A Serb by descent, Mrs. Bentley was active in forming Serb-Net, a lobbying group for Serbians, and continues to serve as its honorary president. Serbian-Americans have donated over $80,000 to her campaign.

She has been accused of spending an inordinate amount of her time, and of improperly using her congressional staff, on Serbian issues and on defending a nation most have condemned for its activities in the war in the former Yugoslavia.

Mr. Taylor said he had "great respect, love and admiration for Mrs. Bentley," noting that she had given him a job 18 months ago when he lost his previous job.

"In private, I have done my best to change Mrs. Bentley's course on the Serbian issue," he said. "It is my belief that we had no business being involved in this in the first place. [Mr. Hickey] has made allegations that staff time and energies were used on the Serbian issue, and he is right."

He offered no specifics or documentation to support his charges of inappropriate use of Mrs. Bentley's congressional staff, saying he didn't want to jeopardize people still on staff.


Mr. Kosmas, the Bentley campaign spokesman, said Mr. Taylor was not Mrs. Bentley's press secretary but a press aide. However, the current copy of the Congressional Handbook lists him as the staff's press secretary.

"His responsibilities are primarily clerical," Mr. Kosmas. "They do not involve policy, he is not a senior staff member. That has caused problems in recent weeks for Mr. Taylor because he has sought to make decisions on his own that have not been approved by the congresswoman or senior members of the staff."

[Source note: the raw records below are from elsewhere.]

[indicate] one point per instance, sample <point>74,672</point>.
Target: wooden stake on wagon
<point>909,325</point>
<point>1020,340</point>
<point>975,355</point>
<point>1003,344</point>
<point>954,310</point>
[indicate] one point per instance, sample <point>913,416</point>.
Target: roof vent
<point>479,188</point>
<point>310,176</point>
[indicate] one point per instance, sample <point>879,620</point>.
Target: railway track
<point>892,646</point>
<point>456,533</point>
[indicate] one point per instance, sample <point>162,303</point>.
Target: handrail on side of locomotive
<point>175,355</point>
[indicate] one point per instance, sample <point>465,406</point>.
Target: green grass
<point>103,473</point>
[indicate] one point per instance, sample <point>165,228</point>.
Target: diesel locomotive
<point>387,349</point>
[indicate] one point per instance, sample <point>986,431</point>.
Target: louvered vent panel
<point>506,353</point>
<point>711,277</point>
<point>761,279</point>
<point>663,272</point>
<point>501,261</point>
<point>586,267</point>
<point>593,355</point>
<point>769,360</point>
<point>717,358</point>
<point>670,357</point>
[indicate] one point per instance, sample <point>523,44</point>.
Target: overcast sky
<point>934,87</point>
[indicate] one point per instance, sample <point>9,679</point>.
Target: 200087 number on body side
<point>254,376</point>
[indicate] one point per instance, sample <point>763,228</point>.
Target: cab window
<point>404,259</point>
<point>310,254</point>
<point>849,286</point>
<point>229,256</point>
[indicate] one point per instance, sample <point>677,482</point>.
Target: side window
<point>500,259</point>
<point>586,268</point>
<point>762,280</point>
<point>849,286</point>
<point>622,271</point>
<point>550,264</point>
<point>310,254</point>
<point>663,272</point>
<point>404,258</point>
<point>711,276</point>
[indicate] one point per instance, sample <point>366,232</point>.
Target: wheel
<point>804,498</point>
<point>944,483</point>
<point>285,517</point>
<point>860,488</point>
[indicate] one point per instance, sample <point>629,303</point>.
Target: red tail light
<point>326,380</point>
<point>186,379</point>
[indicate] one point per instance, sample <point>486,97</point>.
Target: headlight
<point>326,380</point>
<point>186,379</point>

Mr. Kosmas said Mrs. Bentley offered to put Mr. Taylor on FFTC 30-day paid leave so he could seek help for his problems. When he did not take the offer, he was "disassociated" from the staff.

Yesterday, Mr. Taylor handed out a copy of a sympathetic letter he received from Mrs. Bentley making that offer. He received it Saturday, the day after he had resigned.

"Mr. Taylor has not sought help but has rather sought this course of action, leveling ridiculous charges against a woman who has been nothing but good for him," Mr. Kosmas said. "He chose to bite the hand that's feeding him rather than deal with his personal problems."

Mr. Kosmas also said Mr. Taylor left a variety of remarks on Mrs. Bentley's answering machine "with a very slurred voice, obviously having too much to drink, leaving threats against Mrs. Bentley."


Mr. Taylor acknowledged his drinking problem, but said, "I would never threaten a member of Congress, a woman I have high regard for."

In a prepared statement, Mrs. Bentley said she was "disappointed that Blaine has followed this course of action. . . . I find it disturbing and even outrageous that my opponent, Mike Hickey, used the opportunity presented by the obvious illness of Blaine Taylor to plug his own candidacy. . . . Using an ill veteran for one's own benefit is a new low in Maryland politics."

Officials in the Hickey campaign said Mr. Taylor contacted them Saturday and requested Mr. Hickey's presence at the news conference. Mr. Taylor, who is $40,000 in debt, said he had no promise of a job from Mr. Hickey should he make it to Congress.

"I hope this matter will go away," he said. "Will Mrs. Bentley win the election? Probably. Am I bound for Siberia? Most likely."